Da kommt die Persönlichkeit ins Spiel. Für manche ist es hilfreich, die bekannten Regeln für den Katastrophenfall zu befolgen, wie sie es vielleicht zu Anfang der Pandemie schon getan haben. Andere verdrängen, aber das funktioniert nicht dauerhaft und kostet zu viel Energie. Vermeiden Sie Informationen nicht, aber setzen Sie sich ihnen auch nicht den ganzen Tag aus. Lieber einmal täglich gründlich informieren, und dann Schluss. Aus der Forschung wissen wir, dass zu viel Input aus den sogenannten sozialen Medien stark verunsichert und zu einem Kontrollverlust führt. Sprechen Sie mit anderen, aber nicht nur darüber und nicht die ganze Zeit. Achten Sie zudem auf genügend positive Aktivitäten und einen gesunden Lebensstil, das gibt Ihnen Stärke und Ausdauer.
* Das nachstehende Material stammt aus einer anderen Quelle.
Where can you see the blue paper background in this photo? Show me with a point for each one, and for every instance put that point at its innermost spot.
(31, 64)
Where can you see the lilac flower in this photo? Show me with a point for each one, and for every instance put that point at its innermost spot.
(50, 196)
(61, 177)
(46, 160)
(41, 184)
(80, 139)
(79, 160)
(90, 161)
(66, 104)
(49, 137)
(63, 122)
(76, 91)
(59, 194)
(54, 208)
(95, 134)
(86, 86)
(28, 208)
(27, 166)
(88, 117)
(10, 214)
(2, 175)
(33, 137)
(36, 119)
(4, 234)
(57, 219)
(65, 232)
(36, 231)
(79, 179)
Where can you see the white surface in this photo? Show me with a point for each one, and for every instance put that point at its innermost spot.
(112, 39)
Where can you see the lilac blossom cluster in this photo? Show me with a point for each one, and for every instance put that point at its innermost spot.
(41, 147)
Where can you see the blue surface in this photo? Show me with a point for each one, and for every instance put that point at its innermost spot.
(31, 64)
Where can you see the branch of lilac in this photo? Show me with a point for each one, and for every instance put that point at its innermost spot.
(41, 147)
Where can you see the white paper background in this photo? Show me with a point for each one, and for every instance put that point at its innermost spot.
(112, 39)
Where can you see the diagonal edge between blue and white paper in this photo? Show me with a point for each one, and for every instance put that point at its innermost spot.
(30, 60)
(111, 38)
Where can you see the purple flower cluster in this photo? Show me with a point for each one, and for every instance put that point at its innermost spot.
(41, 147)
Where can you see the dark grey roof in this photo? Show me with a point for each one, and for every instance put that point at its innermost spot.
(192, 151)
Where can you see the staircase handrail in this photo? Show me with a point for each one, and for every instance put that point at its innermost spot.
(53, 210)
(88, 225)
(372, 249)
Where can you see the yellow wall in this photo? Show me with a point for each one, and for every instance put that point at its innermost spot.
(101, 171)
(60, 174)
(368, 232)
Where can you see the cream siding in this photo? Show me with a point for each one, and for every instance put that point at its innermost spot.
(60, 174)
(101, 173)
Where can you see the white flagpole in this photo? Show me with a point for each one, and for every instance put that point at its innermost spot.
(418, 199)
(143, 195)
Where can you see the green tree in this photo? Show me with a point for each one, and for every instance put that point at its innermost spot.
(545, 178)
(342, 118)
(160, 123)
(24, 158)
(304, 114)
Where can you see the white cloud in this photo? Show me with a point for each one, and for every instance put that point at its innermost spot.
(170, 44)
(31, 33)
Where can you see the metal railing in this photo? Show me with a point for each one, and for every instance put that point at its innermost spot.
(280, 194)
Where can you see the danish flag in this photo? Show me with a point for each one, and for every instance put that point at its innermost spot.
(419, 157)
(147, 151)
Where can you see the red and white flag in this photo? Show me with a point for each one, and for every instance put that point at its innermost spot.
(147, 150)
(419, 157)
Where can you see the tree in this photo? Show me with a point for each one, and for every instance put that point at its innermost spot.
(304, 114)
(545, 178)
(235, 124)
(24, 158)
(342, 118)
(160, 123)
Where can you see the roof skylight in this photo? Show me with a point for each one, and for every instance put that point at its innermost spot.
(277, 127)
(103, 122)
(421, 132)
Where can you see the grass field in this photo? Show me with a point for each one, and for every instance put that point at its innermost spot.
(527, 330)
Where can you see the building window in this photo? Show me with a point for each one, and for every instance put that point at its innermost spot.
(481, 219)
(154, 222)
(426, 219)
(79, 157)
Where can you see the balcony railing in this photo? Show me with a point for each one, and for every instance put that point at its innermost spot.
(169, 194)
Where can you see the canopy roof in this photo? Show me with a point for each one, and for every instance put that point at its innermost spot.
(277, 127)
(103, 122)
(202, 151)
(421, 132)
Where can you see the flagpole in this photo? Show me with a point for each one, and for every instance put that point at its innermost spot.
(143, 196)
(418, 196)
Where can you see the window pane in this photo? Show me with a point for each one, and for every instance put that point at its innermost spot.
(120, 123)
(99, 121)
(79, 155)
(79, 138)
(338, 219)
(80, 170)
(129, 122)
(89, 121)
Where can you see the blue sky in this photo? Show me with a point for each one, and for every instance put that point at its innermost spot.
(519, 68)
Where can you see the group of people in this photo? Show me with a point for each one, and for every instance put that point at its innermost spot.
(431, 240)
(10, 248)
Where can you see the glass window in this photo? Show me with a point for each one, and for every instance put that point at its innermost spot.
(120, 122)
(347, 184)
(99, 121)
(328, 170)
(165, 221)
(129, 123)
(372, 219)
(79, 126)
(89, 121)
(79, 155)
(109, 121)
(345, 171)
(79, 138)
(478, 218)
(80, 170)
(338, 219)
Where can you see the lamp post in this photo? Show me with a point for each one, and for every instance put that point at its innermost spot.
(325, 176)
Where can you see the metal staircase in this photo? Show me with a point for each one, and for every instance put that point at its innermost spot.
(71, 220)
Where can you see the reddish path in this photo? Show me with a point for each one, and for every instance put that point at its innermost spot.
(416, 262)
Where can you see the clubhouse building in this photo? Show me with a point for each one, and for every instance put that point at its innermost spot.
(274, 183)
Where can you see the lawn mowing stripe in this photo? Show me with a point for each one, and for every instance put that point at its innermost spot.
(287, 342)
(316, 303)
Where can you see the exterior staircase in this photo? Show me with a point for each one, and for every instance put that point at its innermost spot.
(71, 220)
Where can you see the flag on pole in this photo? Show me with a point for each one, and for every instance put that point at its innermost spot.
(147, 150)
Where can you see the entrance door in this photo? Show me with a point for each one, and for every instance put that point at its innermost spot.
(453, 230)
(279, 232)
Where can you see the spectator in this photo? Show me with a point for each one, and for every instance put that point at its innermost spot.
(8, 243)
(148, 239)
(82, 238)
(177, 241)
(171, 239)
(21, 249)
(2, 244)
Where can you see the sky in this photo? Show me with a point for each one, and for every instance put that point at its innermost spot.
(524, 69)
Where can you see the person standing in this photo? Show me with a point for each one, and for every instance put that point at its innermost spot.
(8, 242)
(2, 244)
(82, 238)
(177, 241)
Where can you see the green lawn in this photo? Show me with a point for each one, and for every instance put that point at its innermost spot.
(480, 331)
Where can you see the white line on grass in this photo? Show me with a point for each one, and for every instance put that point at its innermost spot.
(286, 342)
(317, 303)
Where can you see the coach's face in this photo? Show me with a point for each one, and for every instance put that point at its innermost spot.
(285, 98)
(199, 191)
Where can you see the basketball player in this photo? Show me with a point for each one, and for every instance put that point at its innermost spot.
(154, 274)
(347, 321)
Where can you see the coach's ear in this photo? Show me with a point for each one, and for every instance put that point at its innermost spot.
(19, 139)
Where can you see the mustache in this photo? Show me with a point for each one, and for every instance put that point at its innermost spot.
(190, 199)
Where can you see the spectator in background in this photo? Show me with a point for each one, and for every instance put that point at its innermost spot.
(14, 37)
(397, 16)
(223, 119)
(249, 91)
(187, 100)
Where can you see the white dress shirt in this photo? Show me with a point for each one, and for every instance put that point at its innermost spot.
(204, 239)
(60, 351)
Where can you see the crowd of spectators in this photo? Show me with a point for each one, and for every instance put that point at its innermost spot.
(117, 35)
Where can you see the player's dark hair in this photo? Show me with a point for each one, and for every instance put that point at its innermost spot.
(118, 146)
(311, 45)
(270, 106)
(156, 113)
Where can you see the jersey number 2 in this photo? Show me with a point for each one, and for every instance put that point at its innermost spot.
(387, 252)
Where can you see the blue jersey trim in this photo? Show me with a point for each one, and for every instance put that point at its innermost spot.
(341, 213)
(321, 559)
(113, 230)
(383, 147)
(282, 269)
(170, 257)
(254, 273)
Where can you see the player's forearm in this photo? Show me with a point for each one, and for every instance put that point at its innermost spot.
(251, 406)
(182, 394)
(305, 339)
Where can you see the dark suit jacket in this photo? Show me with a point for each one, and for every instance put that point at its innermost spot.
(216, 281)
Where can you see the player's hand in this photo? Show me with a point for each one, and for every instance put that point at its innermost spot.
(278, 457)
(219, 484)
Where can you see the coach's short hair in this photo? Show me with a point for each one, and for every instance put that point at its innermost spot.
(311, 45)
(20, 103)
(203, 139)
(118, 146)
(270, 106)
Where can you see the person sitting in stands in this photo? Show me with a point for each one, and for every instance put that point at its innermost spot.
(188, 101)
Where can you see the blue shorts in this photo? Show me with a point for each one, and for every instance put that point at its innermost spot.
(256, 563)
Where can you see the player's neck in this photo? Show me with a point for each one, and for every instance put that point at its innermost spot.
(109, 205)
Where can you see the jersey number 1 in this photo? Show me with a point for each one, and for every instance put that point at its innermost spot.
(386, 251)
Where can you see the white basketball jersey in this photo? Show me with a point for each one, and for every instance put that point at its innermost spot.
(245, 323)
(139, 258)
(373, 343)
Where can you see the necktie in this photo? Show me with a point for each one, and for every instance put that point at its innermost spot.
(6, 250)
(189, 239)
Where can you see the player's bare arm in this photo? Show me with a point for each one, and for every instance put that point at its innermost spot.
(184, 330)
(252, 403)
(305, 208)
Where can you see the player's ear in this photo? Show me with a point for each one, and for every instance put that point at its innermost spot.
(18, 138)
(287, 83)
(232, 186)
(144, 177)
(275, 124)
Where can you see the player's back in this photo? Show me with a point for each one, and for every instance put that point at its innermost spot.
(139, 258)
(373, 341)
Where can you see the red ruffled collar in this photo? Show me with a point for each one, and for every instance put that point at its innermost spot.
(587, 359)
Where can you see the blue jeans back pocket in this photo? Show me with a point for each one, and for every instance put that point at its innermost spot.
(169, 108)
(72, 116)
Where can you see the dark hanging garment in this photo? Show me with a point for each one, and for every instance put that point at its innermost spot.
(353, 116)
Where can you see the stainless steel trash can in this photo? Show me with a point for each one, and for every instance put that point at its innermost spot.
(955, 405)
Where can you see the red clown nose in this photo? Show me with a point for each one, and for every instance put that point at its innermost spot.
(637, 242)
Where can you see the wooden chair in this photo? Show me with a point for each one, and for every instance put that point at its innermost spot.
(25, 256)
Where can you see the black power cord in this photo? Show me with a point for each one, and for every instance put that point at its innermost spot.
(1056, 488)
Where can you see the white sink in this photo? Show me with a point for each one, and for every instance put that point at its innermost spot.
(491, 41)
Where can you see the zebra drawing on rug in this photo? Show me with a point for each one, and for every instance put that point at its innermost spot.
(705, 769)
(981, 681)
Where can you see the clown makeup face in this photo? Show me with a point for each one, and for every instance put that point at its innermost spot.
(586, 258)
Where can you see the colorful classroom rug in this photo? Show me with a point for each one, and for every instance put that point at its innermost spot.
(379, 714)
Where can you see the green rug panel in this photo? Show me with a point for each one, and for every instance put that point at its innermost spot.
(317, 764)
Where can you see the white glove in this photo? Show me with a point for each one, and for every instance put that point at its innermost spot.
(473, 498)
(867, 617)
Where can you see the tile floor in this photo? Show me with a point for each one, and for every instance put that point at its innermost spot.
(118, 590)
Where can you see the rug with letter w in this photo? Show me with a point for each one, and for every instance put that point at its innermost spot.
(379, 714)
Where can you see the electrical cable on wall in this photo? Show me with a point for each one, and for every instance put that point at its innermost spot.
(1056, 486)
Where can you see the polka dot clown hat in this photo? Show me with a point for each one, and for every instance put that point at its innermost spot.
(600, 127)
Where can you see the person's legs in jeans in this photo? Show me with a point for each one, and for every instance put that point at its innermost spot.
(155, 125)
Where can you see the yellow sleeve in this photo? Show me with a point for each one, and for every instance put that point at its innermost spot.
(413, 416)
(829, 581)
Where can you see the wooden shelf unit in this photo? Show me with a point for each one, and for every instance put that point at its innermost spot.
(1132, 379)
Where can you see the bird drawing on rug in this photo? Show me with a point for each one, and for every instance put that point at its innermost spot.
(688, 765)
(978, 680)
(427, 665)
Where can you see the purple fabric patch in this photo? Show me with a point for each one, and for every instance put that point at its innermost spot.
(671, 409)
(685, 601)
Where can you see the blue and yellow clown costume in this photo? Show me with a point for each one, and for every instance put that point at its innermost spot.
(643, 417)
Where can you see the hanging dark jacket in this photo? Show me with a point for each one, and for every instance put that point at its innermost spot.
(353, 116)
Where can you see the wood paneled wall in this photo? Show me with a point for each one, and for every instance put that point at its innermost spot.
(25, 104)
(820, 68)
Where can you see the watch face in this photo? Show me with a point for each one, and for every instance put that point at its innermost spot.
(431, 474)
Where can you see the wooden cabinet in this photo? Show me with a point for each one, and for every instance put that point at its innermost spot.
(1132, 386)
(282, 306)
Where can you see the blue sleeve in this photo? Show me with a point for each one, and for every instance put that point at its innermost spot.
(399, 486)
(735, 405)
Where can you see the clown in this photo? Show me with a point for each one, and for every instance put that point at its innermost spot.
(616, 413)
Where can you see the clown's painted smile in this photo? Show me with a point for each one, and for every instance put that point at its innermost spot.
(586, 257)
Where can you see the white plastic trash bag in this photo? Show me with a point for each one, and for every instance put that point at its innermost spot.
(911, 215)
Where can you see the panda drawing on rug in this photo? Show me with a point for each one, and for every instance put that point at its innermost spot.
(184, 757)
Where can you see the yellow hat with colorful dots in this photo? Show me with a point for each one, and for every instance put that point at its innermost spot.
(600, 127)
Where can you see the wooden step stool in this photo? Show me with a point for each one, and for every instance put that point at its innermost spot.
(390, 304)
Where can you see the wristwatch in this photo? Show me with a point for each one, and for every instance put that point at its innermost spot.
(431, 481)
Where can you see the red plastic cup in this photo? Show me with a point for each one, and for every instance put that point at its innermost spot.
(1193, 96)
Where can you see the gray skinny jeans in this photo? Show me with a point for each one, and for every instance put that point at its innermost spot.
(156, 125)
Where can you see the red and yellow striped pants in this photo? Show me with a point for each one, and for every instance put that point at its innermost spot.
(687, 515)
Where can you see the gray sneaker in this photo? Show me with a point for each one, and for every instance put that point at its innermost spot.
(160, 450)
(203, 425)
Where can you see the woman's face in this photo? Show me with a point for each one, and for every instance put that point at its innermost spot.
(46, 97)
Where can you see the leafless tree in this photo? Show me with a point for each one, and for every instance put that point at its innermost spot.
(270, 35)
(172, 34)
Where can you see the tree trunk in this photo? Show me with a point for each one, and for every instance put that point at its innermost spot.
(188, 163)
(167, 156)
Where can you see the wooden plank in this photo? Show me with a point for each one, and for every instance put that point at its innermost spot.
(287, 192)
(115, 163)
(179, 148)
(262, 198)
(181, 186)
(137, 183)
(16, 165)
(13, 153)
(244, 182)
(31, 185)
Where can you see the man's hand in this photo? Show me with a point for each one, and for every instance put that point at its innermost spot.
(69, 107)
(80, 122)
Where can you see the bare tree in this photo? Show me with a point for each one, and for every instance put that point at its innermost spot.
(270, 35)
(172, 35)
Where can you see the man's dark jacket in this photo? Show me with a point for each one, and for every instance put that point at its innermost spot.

Gibt es ein Mittel gegen die Hilflosigkeit?

Aktiv zu sein ist immer besser als passiv. Man kann für die Ukraine spenden, für den Frieden demonstrieren, Erklärungen unterzeichnen, konkrete Hilfe leisten. Wenn wir etwas tun, fühlen wir uns besser und stärker. Ich bin verhalten optimistisch, dass wir Europäer aus dieser Krise vereinter und gestärkter herauskommen werden, weil wir durch diese Erfahrung besser verstehen, auf was es wirklich ankommt.